# Did Michael Jai White ever consider MMA?



## BouncyJones

This YouTube clip is pretty neat to watch. He's got some neat ideas.


----------



## Rauno

Don't know anything about his martial arts skill but the way he keeps himself in shape tells that he trains hard.


----------



## BigDeadFreak

That's a really interesting video. I've never seriously studied a striking art but what he's saying seems to make a lot of sense. I wonder why boxers throw punches like that? It would appear to be the same in Muay Thai and kick boxing so is it just ignorance of how striking works or does it help to generate more power.
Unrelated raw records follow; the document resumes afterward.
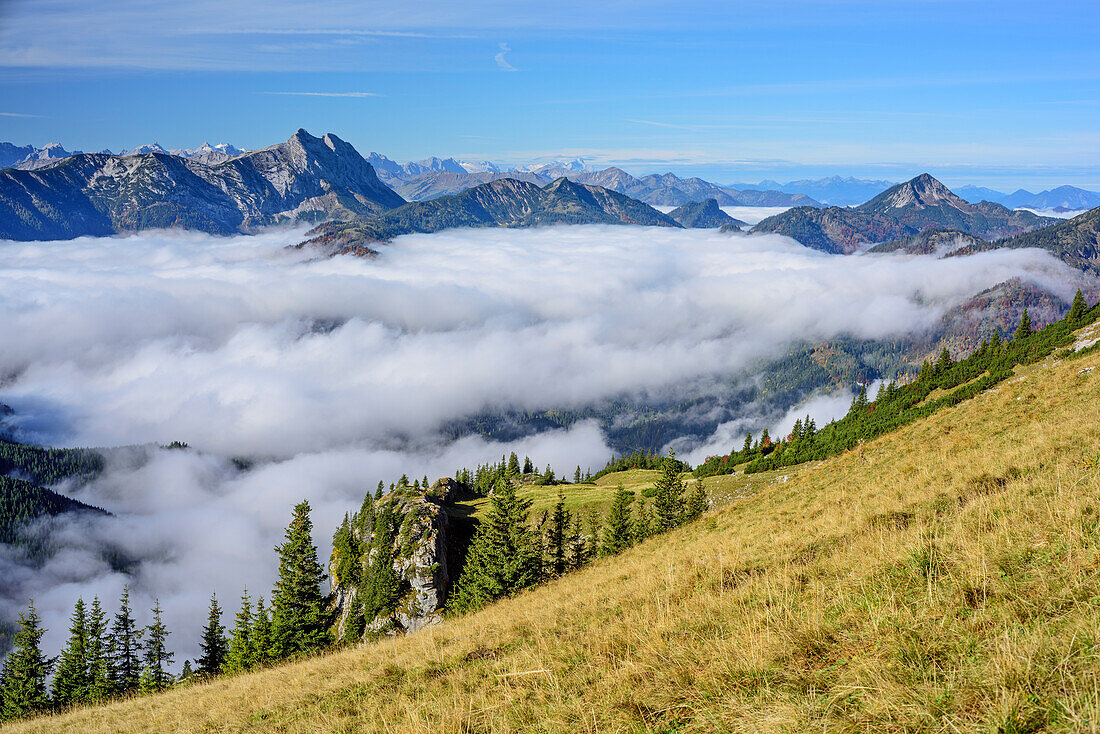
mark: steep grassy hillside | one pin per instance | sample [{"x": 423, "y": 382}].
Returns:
[
  {"x": 597, "y": 495},
  {"x": 942, "y": 578}
]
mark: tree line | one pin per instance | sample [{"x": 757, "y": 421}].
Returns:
[
  {"x": 509, "y": 554},
  {"x": 897, "y": 405}
]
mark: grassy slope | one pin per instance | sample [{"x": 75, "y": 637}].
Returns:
[
  {"x": 944, "y": 578},
  {"x": 581, "y": 497}
]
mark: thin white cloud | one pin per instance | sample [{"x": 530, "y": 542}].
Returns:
[
  {"x": 355, "y": 95},
  {"x": 502, "y": 62}
]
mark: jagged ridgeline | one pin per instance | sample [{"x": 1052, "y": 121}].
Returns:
[
  {"x": 25, "y": 472},
  {"x": 393, "y": 560},
  {"x": 939, "y": 384}
]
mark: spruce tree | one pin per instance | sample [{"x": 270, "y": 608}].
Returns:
[
  {"x": 618, "y": 530},
  {"x": 347, "y": 554},
  {"x": 944, "y": 362},
  {"x": 262, "y": 635},
  {"x": 125, "y": 647},
  {"x": 1024, "y": 329},
  {"x": 557, "y": 537},
  {"x": 241, "y": 655},
  {"x": 1078, "y": 308},
  {"x": 381, "y": 587},
  {"x": 644, "y": 522},
  {"x": 579, "y": 545},
  {"x": 503, "y": 558},
  {"x": 70, "y": 681},
  {"x": 215, "y": 645},
  {"x": 299, "y": 623},
  {"x": 155, "y": 676},
  {"x": 669, "y": 500},
  {"x": 25, "y": 670},
  {"x": 98, "y": 653},
  {"x": 696, "y": 502}
]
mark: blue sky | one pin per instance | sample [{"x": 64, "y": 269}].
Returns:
[{"x": 998, "y": 94}]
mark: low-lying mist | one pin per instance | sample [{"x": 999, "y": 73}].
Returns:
[{"x": 340, "y": 372}]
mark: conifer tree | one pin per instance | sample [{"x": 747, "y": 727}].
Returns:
[
  {"x": 155, "y": 676},
  {"x": 98, "y": 653},
  {"x": 557, "y": 537},
  {"x": 125, "y": 647},
  {"x": 859, "y": 402},
  {"x": 1078, "y": 308},
  {"x": 213, "y": 645},
  {"x": 347, "y": 551},
  {"x": 696, "y": 502},
  {"x": 618, "y": 530},
  {"x": 261, "y": 635},
  {"x": 382, "y": 584},
  {"x": 503, "y": 558},
  {"x": 644, "y": 523},
  {"x": 70, "y": 681},
  {"x": 241, "y": 654},
  {"x": 944, "y": 362},
  {"x": 25, "y": 670},
  {"x": 299, "y": 623},
  {"x": 1024, "y": 329},
  {"x": 669, "y": 500}
]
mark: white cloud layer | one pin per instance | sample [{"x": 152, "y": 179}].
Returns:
[{"x": 342, "y": 371}]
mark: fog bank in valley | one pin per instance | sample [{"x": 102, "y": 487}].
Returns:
[{"x": 341, "y": 372}]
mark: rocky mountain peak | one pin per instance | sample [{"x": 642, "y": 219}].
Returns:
[{"x": 921, "y": 192}]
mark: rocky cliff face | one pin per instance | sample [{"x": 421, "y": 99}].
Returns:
[{"x": 394, "y": 562}]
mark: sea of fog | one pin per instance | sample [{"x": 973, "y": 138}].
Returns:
[
  {"x": 337, "y": 373},
  {"x": 747, "y": 215}
]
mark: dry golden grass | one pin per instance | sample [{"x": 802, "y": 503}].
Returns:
[{"x": 944, "y": 579}]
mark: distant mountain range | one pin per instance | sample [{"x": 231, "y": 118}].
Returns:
[
  {"x": 901, "y": 211},
  {"x": 835, "y": 190},
  {"x": 705, "y": 215},
  {"x": 1063, "y": 198},
  {"x": 842, "y": 192},
  {"x": 502, "y": 203},
  {"x": 305, "y": 178},
  {"x": 432, "y": 177},
  {"x": 1075, "y": 241},
  {"x": 31, "y": 156},
  {"x": 222, "y": 189}
]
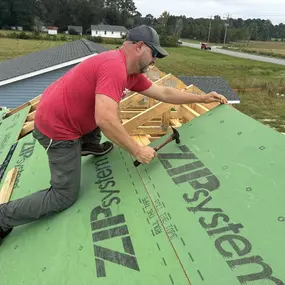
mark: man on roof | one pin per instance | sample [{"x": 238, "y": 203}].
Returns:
[{"x": 75, "y": 109}]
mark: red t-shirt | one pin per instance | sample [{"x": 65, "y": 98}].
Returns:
[{"x": 66, "y": 109}]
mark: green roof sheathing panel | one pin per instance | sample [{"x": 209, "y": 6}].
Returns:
[{"x": 207, "y": 211}]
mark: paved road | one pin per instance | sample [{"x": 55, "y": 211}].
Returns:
[{"x": 240, "y": 54}]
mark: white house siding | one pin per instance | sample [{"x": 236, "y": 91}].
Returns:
[
  {"x": 106, "y": 34},
  {"x": 52, "y": 32},
  {"x": 14, "y": 94}
]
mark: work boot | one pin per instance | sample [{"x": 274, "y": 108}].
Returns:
[
  {"x": 96, "y": 149},
  {"x": 3, "y": 234}
]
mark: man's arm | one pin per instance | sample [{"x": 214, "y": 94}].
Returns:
[
  {"x": 107, "y": 119},
  {"x": 175, "y": 96}
]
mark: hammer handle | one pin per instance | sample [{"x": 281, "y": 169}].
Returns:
[{"x": 137, "y": 163}]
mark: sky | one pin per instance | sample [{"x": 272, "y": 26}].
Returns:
[{"x": 275, "y": 11}]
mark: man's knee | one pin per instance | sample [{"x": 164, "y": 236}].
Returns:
[
  {"x": 65, "y": 200},
  {"x": 67, "y": 203}
]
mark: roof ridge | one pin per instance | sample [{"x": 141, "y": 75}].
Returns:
[{"x": 89, "y": 45}]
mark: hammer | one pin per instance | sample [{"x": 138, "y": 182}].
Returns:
[{"x": 175, "y": 136}]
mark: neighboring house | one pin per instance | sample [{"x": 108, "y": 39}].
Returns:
[
  {"x": 212, "y": 83},
  {"x": 108, "y": 31},
  {"x": 52, "y": 30},
  {"x": 23, "y": 78},
  {"x": 72, "y": 30}
]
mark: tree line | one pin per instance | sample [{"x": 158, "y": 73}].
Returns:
[{"x": 32, "y": 14}]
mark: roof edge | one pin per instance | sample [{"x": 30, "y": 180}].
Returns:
[{"x": 44, "y": 70}]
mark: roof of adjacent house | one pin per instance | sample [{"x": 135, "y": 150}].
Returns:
[
  {"x": 76, "y": 28},
  {"x": 111, "y": 28},
  {"x": 211, "y": 83},
  {"x": 47, "y": 58}
]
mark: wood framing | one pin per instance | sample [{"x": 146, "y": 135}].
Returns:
[{"x": 145, "y": 119}]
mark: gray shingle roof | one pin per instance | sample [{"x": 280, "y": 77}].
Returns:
[
  {"x": 211, "y": 83},
  {"x": 111, "y": 28},
  {"x": 47, "y": 58}
]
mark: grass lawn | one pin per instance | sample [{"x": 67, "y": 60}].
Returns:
[
  {"x": 240, "y": 73},
  {"x": 267, "y": 48}
]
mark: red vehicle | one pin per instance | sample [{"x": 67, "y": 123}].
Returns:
[{"x": 205, "y": 46}]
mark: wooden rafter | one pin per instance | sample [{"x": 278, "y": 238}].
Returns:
[{"x": 147, "y": 115}]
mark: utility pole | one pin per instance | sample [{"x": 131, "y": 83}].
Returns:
[
  {"x": 226, "y": 27},
  {"x": 210, "y": 25}
]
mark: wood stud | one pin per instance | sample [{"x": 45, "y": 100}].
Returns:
[{"x": 144, "y": 118}]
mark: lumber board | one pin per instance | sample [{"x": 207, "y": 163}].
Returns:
[
  {"x": 136, "y": 97},
  {"x": 151, "y": 130},
  {"x": 188, "y": 113},
  {"x": 8, "y": 185},
  {"x": 27, "y": 128},
  {"x": 147, "y": 115}
]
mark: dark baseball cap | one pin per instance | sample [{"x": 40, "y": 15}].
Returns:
[{"x": 149, "y": 36}]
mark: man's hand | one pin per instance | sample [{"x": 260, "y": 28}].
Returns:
[
  {"x": 145, "y": 154},
  {"x": 214, "y": 97}
]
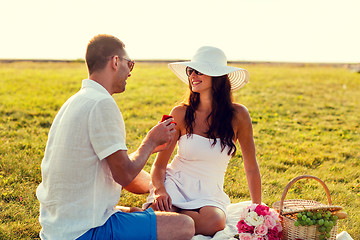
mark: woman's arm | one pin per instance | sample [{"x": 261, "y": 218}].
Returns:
[
  {"x": 162, "y": 200},
  {"x": 245, "y": 137}
]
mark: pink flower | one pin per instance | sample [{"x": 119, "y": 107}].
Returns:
[
  {"x": 252, "y": 207},
  {"x": 245, "y": 236},
  {"x": 273, "y": 234},
  {"x": 261, "y": 230},
  {"x": 278, "y": 227},
  {"x": 269, "y": 222},
  {"x": 262, "y": 210},
  {"x": 244, "y": 228}
]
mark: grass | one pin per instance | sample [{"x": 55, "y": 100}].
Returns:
[{"x": 306, "y": 120}]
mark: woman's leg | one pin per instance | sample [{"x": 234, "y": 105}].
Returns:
[{"x": 208, "y": 221}]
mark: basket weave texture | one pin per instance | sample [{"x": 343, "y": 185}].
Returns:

Maybe it helps when trying to throw combinations as Karate seems more in line with the second set of punches he was throwing and, as far as I know, Karate is focussed more on single, powerful strikes rather than combinations.

Never the less, it's very interesting and I'd love to hear some more educated views from people who actually practice some of these styles.


----------



## Uchaaa

Not telegraphing is beeing teached every karate lesson. Its difficult to do it because your body naturally wants to telegraphe. It must be trained over and over again.


----------



## Chileandude

i'm not sure, but he looks like he would seriously **** up some of the other martial arts action actors out there if put on a cage.


----------



## Hawndo

That was actually pretty interesting. He's a pretty awesome guy, OT hope the make Mortal Kombat: Rebirth with him as Jax


----------



## vilify

rampage should go train with this guy


----------



## limba

MJW is one tough dude, no matter what you say!
He might not have everything that is needed in order to succed as an elite MMA fighter, but if i think he would have been capable of great things in this sport, should have he started training MMA like 5-6 years ago.
He is just a natural. The ways he keeps in shape shows he is a competitor.
PS: i think MJW would wreck Kimbo!
And i think he could be a good striking trainer


----------



## mikegll

I agree with Rampage training with him :thumb02:


----------